Um das peinliche Malheur des Referendums von 2015 nicht zu wiederholen, sollte gleich nach den Europawahlen die öffentliche Kampagne beginnen, mit der die Wähler von den Vorzügen der geplanten großen Verfassungsrevision überzeugt werden sollen. Denn schon vor Jahren hatten alle Parteien versprochen, dass eine Gesamtrevision der Verfassung erstmals durch eine Volksbefragung legitimiert werden soll. Und auch jene Parteien, die inzwischen Angst vor der eigenen Courage bekommen haben, fanden noch keinen überzeugenden Weg, um an dem Referendum vorbeizukommen, umso mehr, als auch 15 Oppositionsabgeordnete oder 25 000 Wahlberechtigte ein Referendum erzwingen können. Die Europawahlen sind nun zwei Wochen her, aber der Start der Kampagne soll um ein weiteres halbes Jahr aufgeschoben werden.
Tatsächlich scheint es nicht mehr auf einige Monate anzukommen. Denn an der Revision wird seit 35 Jahren geplant, sie wird seit 15 Jahren redigiert und liegt seit zehn Jahren als Entwurf vor, an dem sich der zuständige parlamentarische Ausschuss, der Staatsrat, die Regierung, der großherzogliche Hof, die Justiz, die Berufskammern, der Gemeindeverband und andere Vereinigungen abarbeiten. Der Text ist ein Kompromiss zwischen den größten im Parlament vertretenen Parteien, die sich prinzipiell einig über ein Bedürfnis nach einer „modernen Verfassung“ sind, einem präzisen, liberalen und international wettbewerbsfähigen Regelwerk statt einem nach politischem Gutdünken exegierbaren Grundgesetz aus dem Obrigkeitsstaat des 19. Jahrhunderts.
Als parteipolitischer Kompromiss hängt das Schicksal der Revision von parteipolitischen Unwägbarkeiten ab. Die CSV, die die Konstitution stets als Hausordnung des CSV-Staats ansah, verhinderte während der vorigen Legislaturperiode das Verfassungsreferendum in der Hoffnung, nach der Rückkehr an die Macht den politischen Profit eines erfolgreichen Referendums einstreichen zu können.
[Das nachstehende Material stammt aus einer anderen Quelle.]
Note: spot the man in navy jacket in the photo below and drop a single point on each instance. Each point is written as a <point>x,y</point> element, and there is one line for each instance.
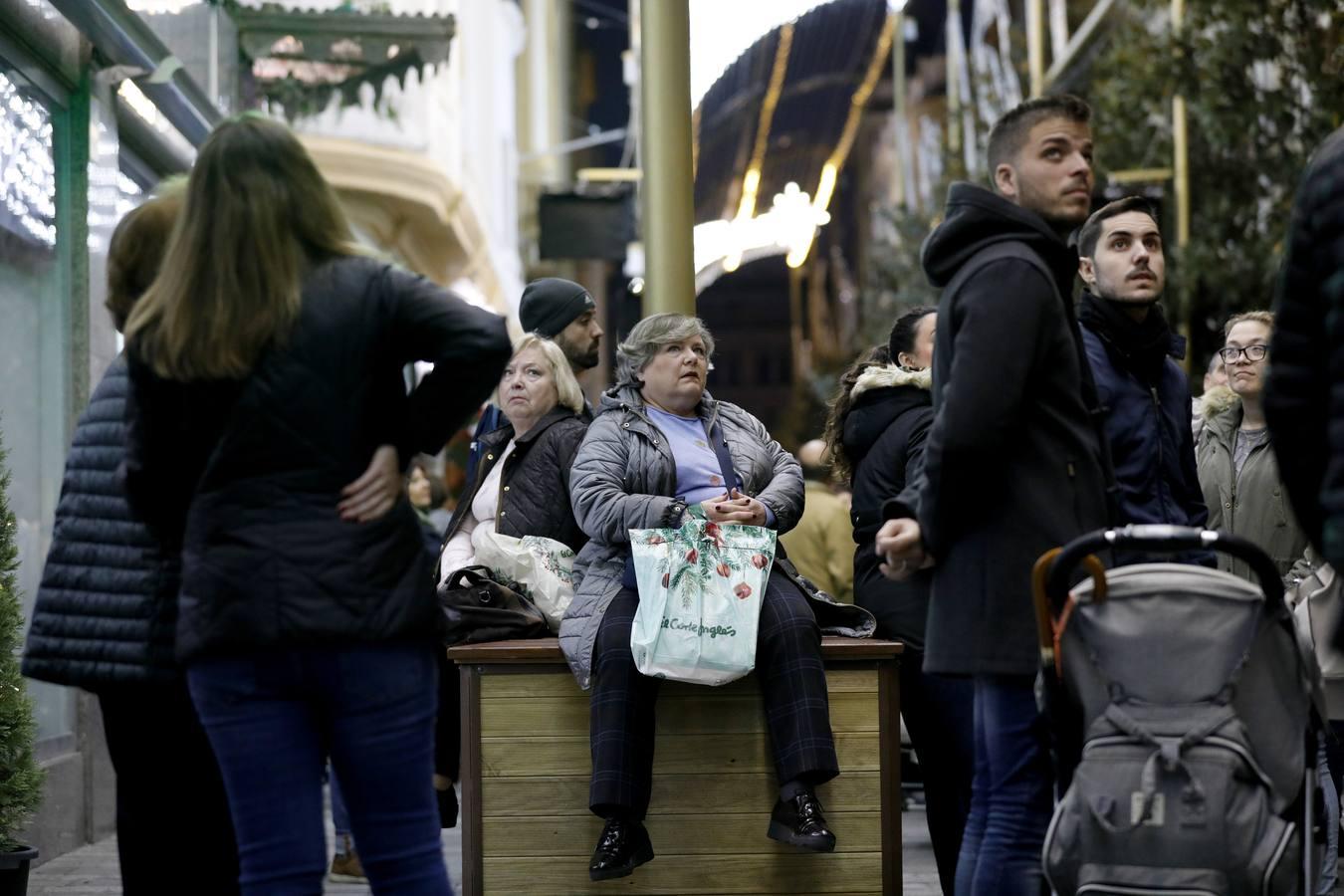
<point>1131,349</point>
Doch nach den Wahlen vom Oktober vergangenen Jahres blieb sie wider Erwarten für eine weitere Legislaturperiode in der Opposition, konnte aber mit einem dritten Restsitz im Nordbezirk ihre Sperrminorität bei der Verabschiedung der Revision in erster Lesung im Parlament behalten. Die Wahl ihres neuen Vorsitzenden und nun das Debakel bei den Europawahlen zeigt jedoch, dass die Krise der CSV wie bei der CDU in Deutschland und den Républicains in Frankreich ein Dauerzustand zu werden droht. So dass sich auch jene in der Partei durchsetzen könnten, die eine aggressive Oppositionspolitik verlangen und DP, LSAP und Grünen kein erfolgreiches Verfassungsreferendum gönnen wollen.
Derzeit bereitet der parlamentarische Ausschuss der Institutionen und der Verfassungsrevision neue Änderungsanträge auf der Grundlage des Gutachtens der Venedig-Kommission für Demokratie durch Recht des Europarats vor, einer Kommission, die nach dem Ende des Kalten Kriegs vor allem den mittel- und osteuropäischen Staaten gutes Benehmen nach den Regeln von Gewaltentrennung und Marktwirtschaft beibringen sollte. Wenn dann der Staatsrat diese Anträge mit einem vierten Zusatzgutachten kommentiert hat, kommt das Parlament kaum noch daran vorbei, den Text in erster Lesung zu verabschieden, während die alten und die in der vorigen Legislaturperiode neu geschaffenen Appareils idéologiques de l’État, anders als 2015, aus allen Rohren feuern sollen, um mit Faltblättern, Internetwerbung und Podiumsdiskussionen auch die verbissensten Tier- und Sprachschützer vom Nutzen des neuen Verfassungsentwurfs zu überzeugen. Das Referendum müsste dann vor dem „Superwahljahr“ 2023 stattfinden.